Legislation to protect workers from heat stress in May 2021, which extended the prohibited working hours, and the world’s largest study into heat stress, conducted in 2019, have given a legislative and evidence base to health and safety provisions. The ILO’s analysis of work-related injuries in Qatar and the level of transparency offered by the government are a model by which other countries can be judged.
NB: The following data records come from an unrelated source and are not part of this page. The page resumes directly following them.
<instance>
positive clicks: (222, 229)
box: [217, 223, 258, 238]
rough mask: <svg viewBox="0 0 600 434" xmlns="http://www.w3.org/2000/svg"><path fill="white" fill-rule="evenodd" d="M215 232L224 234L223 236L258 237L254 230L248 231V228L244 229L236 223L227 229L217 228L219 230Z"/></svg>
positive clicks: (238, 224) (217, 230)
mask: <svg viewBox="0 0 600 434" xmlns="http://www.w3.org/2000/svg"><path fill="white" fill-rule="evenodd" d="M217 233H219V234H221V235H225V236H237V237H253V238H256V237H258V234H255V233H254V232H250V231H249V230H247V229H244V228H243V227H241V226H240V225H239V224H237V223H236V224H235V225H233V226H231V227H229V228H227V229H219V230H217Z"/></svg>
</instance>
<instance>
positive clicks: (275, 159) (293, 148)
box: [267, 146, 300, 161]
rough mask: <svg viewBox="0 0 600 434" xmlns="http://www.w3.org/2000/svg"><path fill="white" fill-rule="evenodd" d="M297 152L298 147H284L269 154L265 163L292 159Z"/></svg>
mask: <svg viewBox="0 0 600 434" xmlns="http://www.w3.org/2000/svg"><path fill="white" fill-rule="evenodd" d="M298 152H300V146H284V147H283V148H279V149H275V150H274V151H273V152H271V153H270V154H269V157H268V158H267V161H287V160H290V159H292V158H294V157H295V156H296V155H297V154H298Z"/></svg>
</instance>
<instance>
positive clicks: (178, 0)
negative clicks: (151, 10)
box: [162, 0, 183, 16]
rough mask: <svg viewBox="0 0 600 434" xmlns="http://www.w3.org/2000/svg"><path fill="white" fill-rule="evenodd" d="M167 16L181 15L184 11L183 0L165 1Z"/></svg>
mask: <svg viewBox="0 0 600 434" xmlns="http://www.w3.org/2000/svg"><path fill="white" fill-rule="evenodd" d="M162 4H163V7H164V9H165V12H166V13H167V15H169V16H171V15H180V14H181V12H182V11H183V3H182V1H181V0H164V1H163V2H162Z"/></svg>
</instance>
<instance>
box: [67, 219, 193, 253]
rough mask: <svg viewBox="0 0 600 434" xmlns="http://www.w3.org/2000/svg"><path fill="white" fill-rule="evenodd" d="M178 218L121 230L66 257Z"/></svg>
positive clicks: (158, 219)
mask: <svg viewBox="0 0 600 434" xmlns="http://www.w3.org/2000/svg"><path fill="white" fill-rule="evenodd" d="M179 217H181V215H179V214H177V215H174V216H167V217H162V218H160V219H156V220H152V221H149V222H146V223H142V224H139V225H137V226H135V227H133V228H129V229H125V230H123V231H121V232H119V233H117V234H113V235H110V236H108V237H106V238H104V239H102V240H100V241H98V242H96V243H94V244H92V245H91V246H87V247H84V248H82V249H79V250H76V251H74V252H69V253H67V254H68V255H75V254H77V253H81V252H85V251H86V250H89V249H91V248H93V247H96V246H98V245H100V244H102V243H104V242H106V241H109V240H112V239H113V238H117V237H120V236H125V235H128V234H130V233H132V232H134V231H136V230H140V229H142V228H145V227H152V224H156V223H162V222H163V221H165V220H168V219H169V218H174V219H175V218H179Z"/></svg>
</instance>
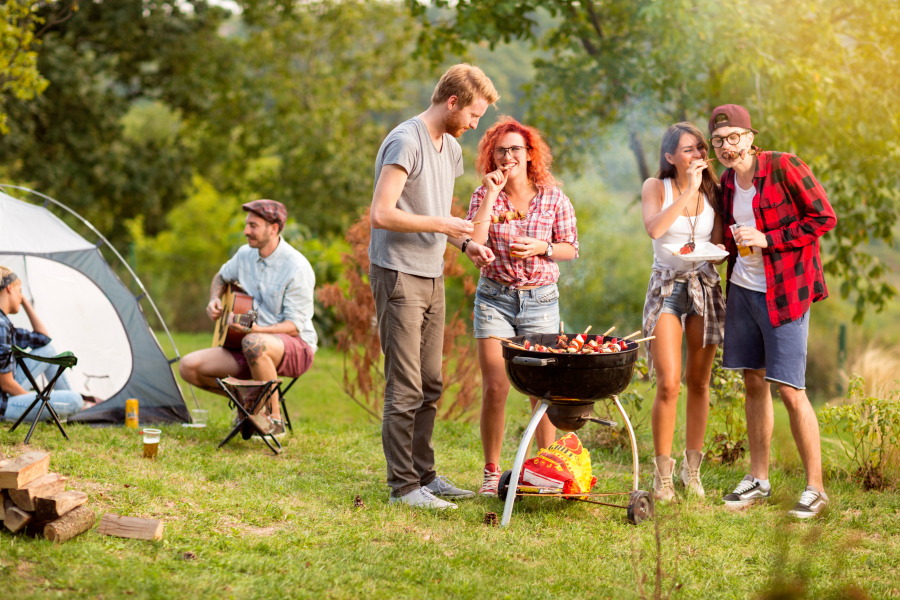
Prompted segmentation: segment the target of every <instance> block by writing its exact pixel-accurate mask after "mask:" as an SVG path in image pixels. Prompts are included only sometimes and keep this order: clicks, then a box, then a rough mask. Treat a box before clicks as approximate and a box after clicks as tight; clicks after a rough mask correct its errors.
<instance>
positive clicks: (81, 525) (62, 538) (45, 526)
mask: <svg viewBox="0 0 900 600" xmlns="http://www.w3.org/2000/svg"><path fill="white" fill-rule="evenodd" d="M94 520H95V519H94V511H93V510H91V509H90V508H88V507H87V506H84V505H82V506H79V507H77V508H74V509H72V510H70V511H69V512H67V513H66V514H65V515H63V516H61V517H60V518H58V519H56V520H55V521H51V522H49V523H47V524H46V525H44V537H45V538H47V539H48V540H50V541H51V542H56V543H57V544H61V543H62V542H68V541H69V540H71V539H72V538H73V537H75V536H76V535H79V534H82V533H84V532H85V531H87V530H88V529H90V528H91V527H93V526H94Z"/></svg>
“No worker expects to go to work and not come home. There is now recognition that the denial of occupational health and safety rights for workers is a global scandal. In Qatar, progress is being made – from the transparency of data that identifies risks for workers and practical recommendations from training of workers on risks, to enforcement of penalties for non-compliance by employers. The culture being established in Qatar to openly report accidents underpins strong safety measures in the workplace,” said Burrow.

Qatar’s labour laws are embedded in national legislation. While workers are now given rights and protections, implementation and scrutiny ahead of the World Cup will continue to test the laws as cases of abuses of workers’ rights are exposed.

“As workers continue to be recruited to work in Qatar, the use of illegal recruitment fees will not be tolerated. Employers should be put on notice that those who deny workers the provisions of the law and charge illegal recruitment fees will be prosecuted. The culture of impunity, where employers won’t acknowledge the new labour laws, is coming to an end. Workers in Qatar have rights and protections in line with international standards, and these are being upheld through the labour courts. Fear is being used to intimidate workers and discredit the labour laws negotiated with trade unions and the International Labour Organization. The laws are in place. Let’s use them to uphold workers’ rights and resolve grievances,” said Sharan Burrow.